People tend to forget that the only bright metal you might see worn on an AFV - stand fast track and sprocket wearing surfaces - would be sheet-metal parts like stowage bins, and weld metal. The latter seems to remain bright metal regardless. Armour plate adopts a dark brown colour as part of the heat treatment and carburisation process and, while not being strictly stainless, often contains substances like nickel and the afore-mentioned carbon that serve to inhibit rust. So wear through would be to that dark brown and not to bright shiny metal. The light metal parts would of course tend to rust.

Graphite powder and pencils are excellent for reproducing metal edges and areas that are highly-trafficked and worn. I find that metallic pigments tend to get where you don't want them to be and are often then hard to get rid of. Graphite is quite dense and falls or blows off more easily. I have a set of wooden drawing pencils in a range of hard and soft grades. I also have several grades of solid graphite pencils, where the long side of the point can be used to good effect and wider effects can be achieved by shaping the point. Carpenter's pencils with their thick soft rectangular core can be useful too. Use sand paper to shape, catch the dust and there's your free graphite powder to use on a finger, cotton bud, etc. A finger tip is my preferred tool for doing the outside of tracks

Shell and bullet strikes would contain smears of the projectile material and the local momentary melting would potentially alter the metallurgy at that point, so rusting may result.

German gun barrels were finished in a dark grey heat-resistant lacquer and not always painted at the tank factory or if replaced in the field. So any wear through the panzer grey, dunkelgelb, etc top coat would initially be to that dark grey. AFAIK wear through to bare metal was unusual except for impact damage.

High manganese tracks wear to an almost golden shade with a hint of brown, and not especially bright. Outside face wear on ordinary steel tracks is best represented with graphite, not shiny paint or pigment. The running contact surfaces inside will however most usually be highly polished if the vehicle is in use. I use a metaliser paste on a flat brush or cotton swab. But watch where the wheels and teeth contact the tracks.

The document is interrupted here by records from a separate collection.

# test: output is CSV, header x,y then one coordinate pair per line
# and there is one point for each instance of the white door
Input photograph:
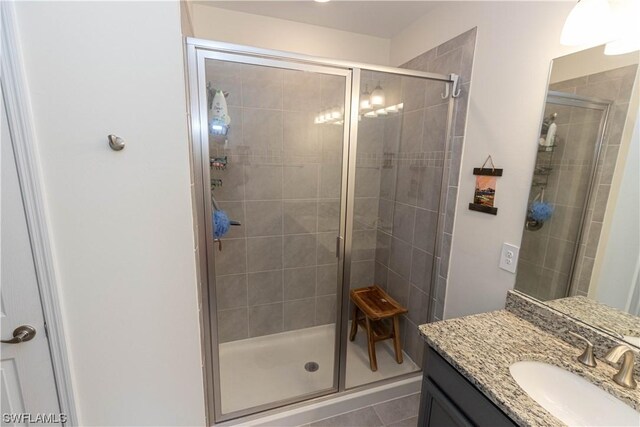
x,y
27,384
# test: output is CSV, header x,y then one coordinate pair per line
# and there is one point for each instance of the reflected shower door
x,y
402,140
554,258
274,165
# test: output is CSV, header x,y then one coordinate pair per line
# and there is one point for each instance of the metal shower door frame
x,y
197,51
572,100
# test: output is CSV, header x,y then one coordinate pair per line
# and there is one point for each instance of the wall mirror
x,y
580,251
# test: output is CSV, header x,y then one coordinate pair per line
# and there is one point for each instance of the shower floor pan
x,y
271,368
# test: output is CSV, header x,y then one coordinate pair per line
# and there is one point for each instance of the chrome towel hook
x,y
115,142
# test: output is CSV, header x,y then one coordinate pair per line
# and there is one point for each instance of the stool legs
x,y
354,323
372,346
396,339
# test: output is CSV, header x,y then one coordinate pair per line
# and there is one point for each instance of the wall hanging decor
x,y
484,196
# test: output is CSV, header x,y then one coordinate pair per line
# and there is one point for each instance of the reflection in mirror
x,y
580,250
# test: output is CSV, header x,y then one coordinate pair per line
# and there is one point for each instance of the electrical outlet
x,y
509,257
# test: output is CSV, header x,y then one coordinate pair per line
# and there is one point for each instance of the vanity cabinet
x,y
448,399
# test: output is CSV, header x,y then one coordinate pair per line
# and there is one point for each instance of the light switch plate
x,y
509,257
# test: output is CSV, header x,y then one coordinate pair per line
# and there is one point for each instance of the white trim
x,y
20,119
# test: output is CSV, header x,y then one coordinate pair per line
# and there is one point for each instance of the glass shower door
x,y
273,165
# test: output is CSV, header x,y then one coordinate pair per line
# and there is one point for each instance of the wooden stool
x,y
375,305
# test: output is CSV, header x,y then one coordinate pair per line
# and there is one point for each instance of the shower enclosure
x,y
553,251
331,175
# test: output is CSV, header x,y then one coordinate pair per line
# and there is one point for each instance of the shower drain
x,y
311,366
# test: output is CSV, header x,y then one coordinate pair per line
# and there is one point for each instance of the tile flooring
x,y
401,412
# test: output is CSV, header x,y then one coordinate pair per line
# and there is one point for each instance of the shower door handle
x,y
21,334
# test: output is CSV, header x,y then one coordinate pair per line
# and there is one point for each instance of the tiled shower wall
x,y
277,271
547,254
408,151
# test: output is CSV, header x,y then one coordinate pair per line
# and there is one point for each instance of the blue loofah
x,y
221,223
540,211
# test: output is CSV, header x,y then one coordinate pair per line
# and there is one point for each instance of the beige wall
x,y
217,24
515,45
121,221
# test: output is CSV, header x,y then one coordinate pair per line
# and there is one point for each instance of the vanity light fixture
x,y
377,97
365,99
590,22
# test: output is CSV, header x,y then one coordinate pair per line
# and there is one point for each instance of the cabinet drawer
x,y
464,395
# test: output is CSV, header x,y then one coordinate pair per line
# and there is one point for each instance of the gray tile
x,y
409,422
262,130
235,211
265,287
231,291
414,343
326,248
367,182
299,250
408,181
233,324
232,258
299,314
364,245
380,275
400,258
300,217
445,254
383,247
265,319
403,221
595,229
361,274
233,183
421,265
264,253
365,213
429,188
398,288
425,229
385,215
435,128
330,180
263,182
264,218
411,137
418,305
365,417
300,181
325,309
327,279
299,283
398,409
328,215
559,255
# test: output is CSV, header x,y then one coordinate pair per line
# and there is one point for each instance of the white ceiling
x,y
375,18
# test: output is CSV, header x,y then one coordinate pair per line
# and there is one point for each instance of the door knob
x,y
21,334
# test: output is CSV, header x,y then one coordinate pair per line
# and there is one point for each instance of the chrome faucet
x,y
624,377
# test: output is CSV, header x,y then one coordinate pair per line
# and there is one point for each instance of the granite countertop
x,y
598,315
483,346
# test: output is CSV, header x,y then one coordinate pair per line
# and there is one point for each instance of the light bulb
x,y
590,22
377,97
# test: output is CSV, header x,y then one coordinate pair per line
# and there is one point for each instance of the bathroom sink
x,y
570,398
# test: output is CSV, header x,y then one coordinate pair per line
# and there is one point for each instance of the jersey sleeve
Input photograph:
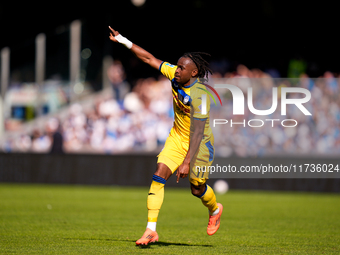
x,y
167,70
197,103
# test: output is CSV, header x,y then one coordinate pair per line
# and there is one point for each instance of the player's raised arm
x,y
142,54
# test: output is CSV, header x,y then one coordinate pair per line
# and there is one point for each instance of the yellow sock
x,y
208,198
155,198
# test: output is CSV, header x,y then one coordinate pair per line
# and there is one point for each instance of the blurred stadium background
x,y
74,105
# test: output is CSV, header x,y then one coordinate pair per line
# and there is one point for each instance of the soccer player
x,y
190,142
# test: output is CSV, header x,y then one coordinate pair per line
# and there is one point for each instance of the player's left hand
x,y
183,171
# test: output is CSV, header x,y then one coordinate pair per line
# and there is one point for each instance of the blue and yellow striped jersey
x,y
187,104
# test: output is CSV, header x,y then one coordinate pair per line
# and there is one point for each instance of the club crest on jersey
x,y
186,99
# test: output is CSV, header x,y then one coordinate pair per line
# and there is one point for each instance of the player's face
x,y
186,69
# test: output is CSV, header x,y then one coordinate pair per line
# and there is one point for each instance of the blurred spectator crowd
x,y
121,119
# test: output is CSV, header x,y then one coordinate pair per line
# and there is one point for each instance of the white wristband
x,y
121,39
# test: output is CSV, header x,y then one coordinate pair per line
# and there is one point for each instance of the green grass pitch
x,y
62,219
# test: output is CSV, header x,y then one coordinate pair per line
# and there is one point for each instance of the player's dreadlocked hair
x,y
200,62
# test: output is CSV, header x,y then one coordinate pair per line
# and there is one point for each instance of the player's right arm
x,y
140,53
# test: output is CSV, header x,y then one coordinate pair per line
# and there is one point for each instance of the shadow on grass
x,y
141,246
173,244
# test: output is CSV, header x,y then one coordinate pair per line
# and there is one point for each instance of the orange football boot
x,y
149,236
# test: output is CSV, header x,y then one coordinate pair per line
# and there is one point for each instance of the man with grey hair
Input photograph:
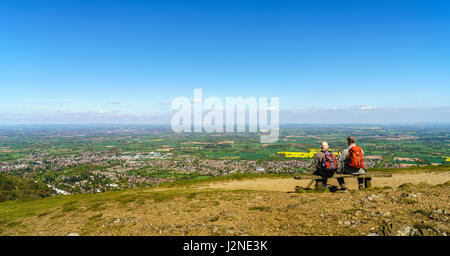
x,y
325,163
351,160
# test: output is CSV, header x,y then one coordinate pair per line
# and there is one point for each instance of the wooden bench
x,y
367,178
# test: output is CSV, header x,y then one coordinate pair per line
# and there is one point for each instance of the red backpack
x,y
355,158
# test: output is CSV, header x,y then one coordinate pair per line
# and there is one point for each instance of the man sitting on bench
x,y
325,163
352,162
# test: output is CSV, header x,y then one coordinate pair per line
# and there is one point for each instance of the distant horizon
x,y
327,61
168,124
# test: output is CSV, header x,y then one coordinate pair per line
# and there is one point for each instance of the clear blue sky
x,y
132,57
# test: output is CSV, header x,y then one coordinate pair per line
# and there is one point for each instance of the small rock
x,y
214,229
372,198
404,231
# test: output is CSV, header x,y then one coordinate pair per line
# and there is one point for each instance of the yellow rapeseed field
x,y
309,154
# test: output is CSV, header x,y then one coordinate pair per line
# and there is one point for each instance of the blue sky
x,y
122,61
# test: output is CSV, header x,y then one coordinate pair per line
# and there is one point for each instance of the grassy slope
x,y
83,212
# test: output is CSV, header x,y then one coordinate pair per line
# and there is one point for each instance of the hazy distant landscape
x,y
95,159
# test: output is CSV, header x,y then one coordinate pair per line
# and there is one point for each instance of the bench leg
x,y
368,182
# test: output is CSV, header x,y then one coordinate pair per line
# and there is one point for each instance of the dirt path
x,y
286,185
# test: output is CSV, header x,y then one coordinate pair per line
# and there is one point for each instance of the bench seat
x,y
367,178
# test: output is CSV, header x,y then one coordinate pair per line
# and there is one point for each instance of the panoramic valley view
x,y
148,180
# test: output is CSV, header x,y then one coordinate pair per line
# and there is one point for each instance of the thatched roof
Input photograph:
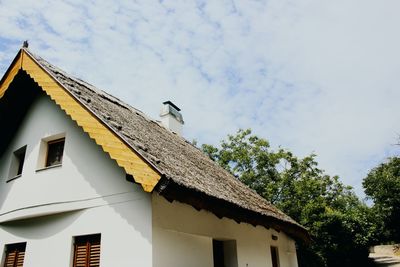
x,y
188,175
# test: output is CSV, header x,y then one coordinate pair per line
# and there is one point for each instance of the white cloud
x,y
312,76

It isn't usually full-width so you get a striped effect of polished and dirty. A Jagdtiger, for example - assuming Henschel suspension and standard tracks - will have 8 points of contact between tracks, wheels, idlers and sprockets. Some of which will overlap, but I'm sure there is an un-worn strip between the outer road wheels and the sprocket teeth, and of course no shiny wear outside the sprockets. Paper stumps or cotton buds can be used for a bit of burnishing.

Hope some of these potted observations are helpful.